At-Least-Once — The message is guaranteed to be delivered one or more times — it will never be lost. The broker retains the message until the consumer explicitly acknowledges it. If the consumer processes the message but crashes before acknowledging, the broker redelivers it.
- Use when: Data loss is unacceptable. The vast majority of production systems.
- Critical requirement: Consumers must be idempotent — processing the same message twice must produce the same result as processing it once. A deduplication key (e.g., a unique
message_id) stored in a database is the standard pattern.
Exactly-Once — The message is processed precisely once — never lost, never duplicated.

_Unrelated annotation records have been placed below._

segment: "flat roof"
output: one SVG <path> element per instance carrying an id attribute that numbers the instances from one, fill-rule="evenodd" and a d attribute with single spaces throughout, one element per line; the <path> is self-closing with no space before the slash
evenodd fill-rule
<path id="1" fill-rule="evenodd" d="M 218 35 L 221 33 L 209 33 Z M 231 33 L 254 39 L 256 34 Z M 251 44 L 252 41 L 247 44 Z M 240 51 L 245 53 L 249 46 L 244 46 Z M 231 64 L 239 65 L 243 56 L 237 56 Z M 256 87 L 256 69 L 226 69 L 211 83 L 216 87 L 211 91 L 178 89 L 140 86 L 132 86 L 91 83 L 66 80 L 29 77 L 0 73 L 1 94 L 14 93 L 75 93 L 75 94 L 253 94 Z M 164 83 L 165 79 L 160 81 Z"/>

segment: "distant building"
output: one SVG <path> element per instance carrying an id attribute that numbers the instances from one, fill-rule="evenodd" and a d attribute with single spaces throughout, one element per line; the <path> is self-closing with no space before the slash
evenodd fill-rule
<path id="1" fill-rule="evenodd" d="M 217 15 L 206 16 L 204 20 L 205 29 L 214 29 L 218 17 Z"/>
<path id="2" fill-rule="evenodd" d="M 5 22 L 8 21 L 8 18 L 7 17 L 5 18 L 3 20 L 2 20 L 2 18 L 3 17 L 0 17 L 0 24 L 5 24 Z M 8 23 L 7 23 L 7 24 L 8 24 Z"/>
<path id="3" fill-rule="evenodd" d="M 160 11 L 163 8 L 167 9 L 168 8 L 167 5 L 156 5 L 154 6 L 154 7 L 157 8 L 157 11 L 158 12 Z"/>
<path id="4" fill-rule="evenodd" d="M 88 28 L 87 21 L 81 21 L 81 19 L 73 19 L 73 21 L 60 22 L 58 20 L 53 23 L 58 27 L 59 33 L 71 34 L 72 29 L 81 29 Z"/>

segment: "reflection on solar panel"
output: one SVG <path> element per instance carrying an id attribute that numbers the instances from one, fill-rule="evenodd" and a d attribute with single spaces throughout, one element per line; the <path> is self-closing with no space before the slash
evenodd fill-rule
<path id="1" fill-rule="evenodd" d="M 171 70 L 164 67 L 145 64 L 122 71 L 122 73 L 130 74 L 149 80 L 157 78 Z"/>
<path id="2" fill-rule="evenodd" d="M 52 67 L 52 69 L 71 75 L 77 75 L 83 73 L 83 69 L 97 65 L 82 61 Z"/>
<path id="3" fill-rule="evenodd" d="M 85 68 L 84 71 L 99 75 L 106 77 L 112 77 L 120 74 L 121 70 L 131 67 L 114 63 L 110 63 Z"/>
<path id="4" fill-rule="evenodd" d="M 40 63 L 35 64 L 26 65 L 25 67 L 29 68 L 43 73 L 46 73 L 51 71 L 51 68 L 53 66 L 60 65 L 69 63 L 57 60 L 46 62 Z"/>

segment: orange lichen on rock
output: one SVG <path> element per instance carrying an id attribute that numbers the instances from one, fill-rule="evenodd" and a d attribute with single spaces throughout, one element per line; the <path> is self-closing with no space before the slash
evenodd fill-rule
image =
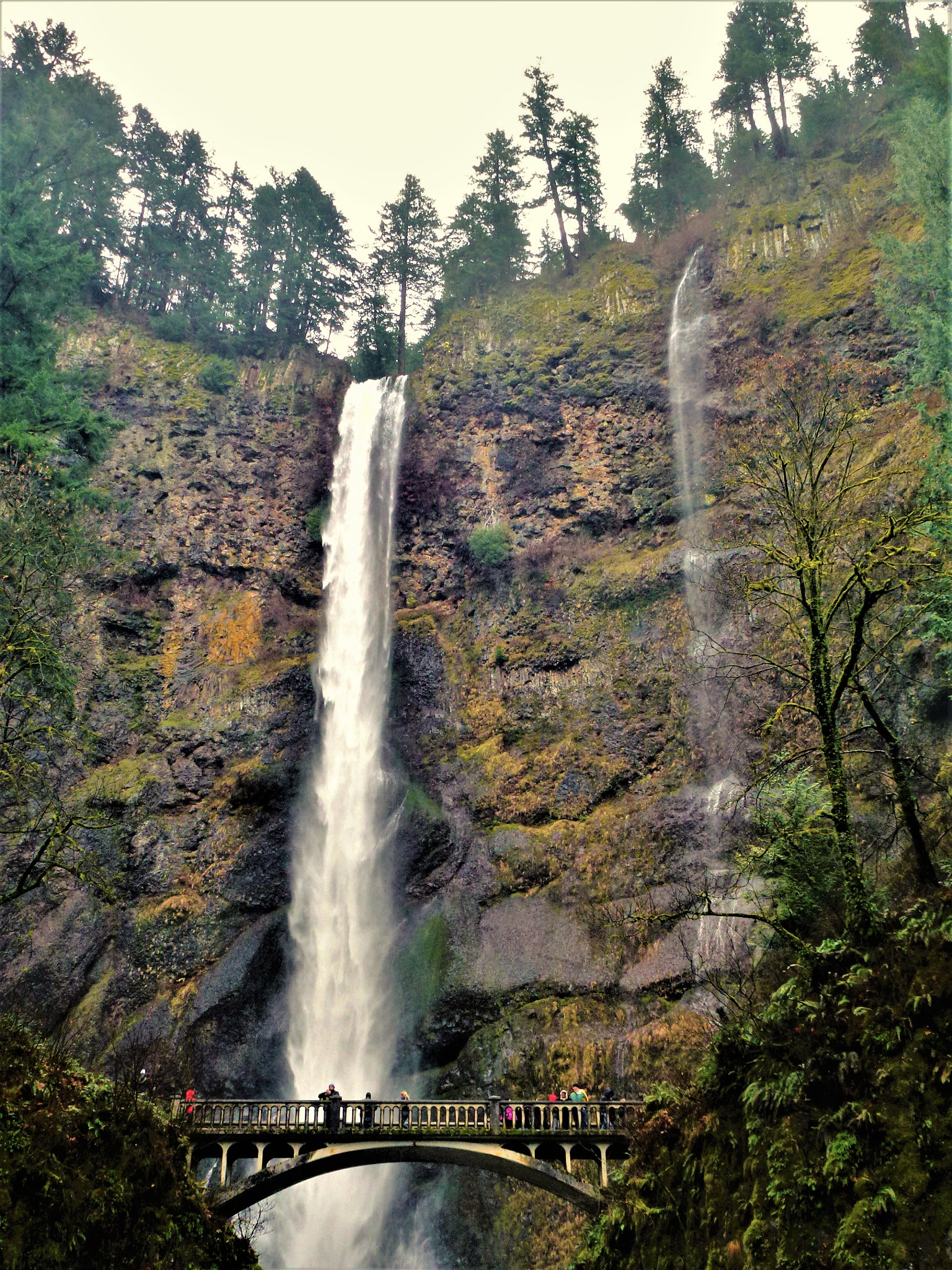
<path id="1" fill-rule="evenodd" d="M 216 665 L 250 662 L 261 646 L 261 599 L 240 592 L 215 613 L 203 613 L 201 630 L 208 640 L 208 660 Z"/>

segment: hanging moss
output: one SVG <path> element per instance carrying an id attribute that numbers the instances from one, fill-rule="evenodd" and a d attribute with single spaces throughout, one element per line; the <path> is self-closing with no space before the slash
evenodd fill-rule
<path id="1" fill-rule="evenodd" d="M 250 1270 L 161 1106 L 0 1019 L 4 1270 Z"/>

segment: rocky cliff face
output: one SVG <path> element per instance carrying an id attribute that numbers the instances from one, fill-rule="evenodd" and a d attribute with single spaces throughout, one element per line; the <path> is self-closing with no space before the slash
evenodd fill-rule
<path id="1" fill-rule="evenodd" d="M 811 343 L 881 394 L 895 382 L 872 297 L 871 231 L 895 218 L 883 179 L 878 151 L 779 173 L 693 232 L 708 243 L 715 538 L 746 514 L 725 493 L 725 439 L 755 361 Z M 651 268 L 613 244 L 572 279 L 472 304 L 415 384 L 393 739 L 426 809 L 406 822 L 409 964 L 433 966 L 415 1041 L 444 1090 L 633 1092 L 626 1055 L 669 1002 L 696 999 L 712 954 L 703 923 L 637 949 L 614 919 L 730 845 L 693 709 L 668 413 L 691 244 Z M 889 409 L 904 427 L 906 408 Z M 509 531 L 508 561 L 473 558 L 481 526 Z M 755 712 L 739 702 L 739 737 Z"/>
<path id="2" fill-rule="evenodd" d="M 315 712 L 308 663 L 348 381 L 333 358 L 207 358 L 98 316 L 63 361 L 124 423 L 94 480 L 76 594 L 83 786 L 112 822 L 117 903 L 63 889 L 5 931 L 3 993 L 90 1058 L 133 1021 L 195 1046 L 209 1088 L 281 1078 L 287 837 Z M 275 991 L 277 989 L 277 991 Z"/>
<path id="3" fill-rule="evenodd" d="M 894 377 L 871 295 L 887 215 L 873 160 L 778 177 L 793 187 L 706 229 L 715 530 L 736 512 L 722 437 L 751 359 L 810 337 L 883 391 Z M 703 931 L 645 950 L 612 921 L 720 829 L 688 691 L 665 378 L 689 236 L 650 263 L 612 244 L 572 279 L 457 311 L 411 382 L 391 740 L 407 786 L 404 1060 L 433 1088 L 633 1090 L 640 1038 L 692 1001 Z M 50 1025 L 69 1015 L 89 1058 L 151 1021 L 195 1048 L 209 1091 L 277 1090 L 320 621 L 305 517 L 326 497 L 347 368 L 246 362 L 213 394 L 193 349 L 102 315 L 63 358 L 124 422 L 76 596 L 80 780 L 110 813 L 119 898 L 24 906 L 3 996 Z M 471 552 L 482 526 L 508 531 L 506 560 Z"/>

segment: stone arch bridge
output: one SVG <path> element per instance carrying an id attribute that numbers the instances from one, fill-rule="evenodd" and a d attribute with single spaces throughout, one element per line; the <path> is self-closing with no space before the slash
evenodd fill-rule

- The reality: True exactly-once delivery at the network level is a myth. What modern systems offer is exactly-once processing semantics — achieved either through idempotent consumers (at-least-once + deduplication) or transactional messaging.
Ordering Guarantees
- No ordering guarantee: Messages may arrive in any order. Simple and fast. Acceptable for most independent tasks.
- FIFO ordering: Messages are delivered in the order they were sent. Required for a user's transaction history, state machine transitions, or any case where event sequence matters. Typically limited to a single partition or queue — cross-partition ordering is impractical at scale.
Do not assume ordering unless you explicitly need it. Most workloads have no ordering dependency.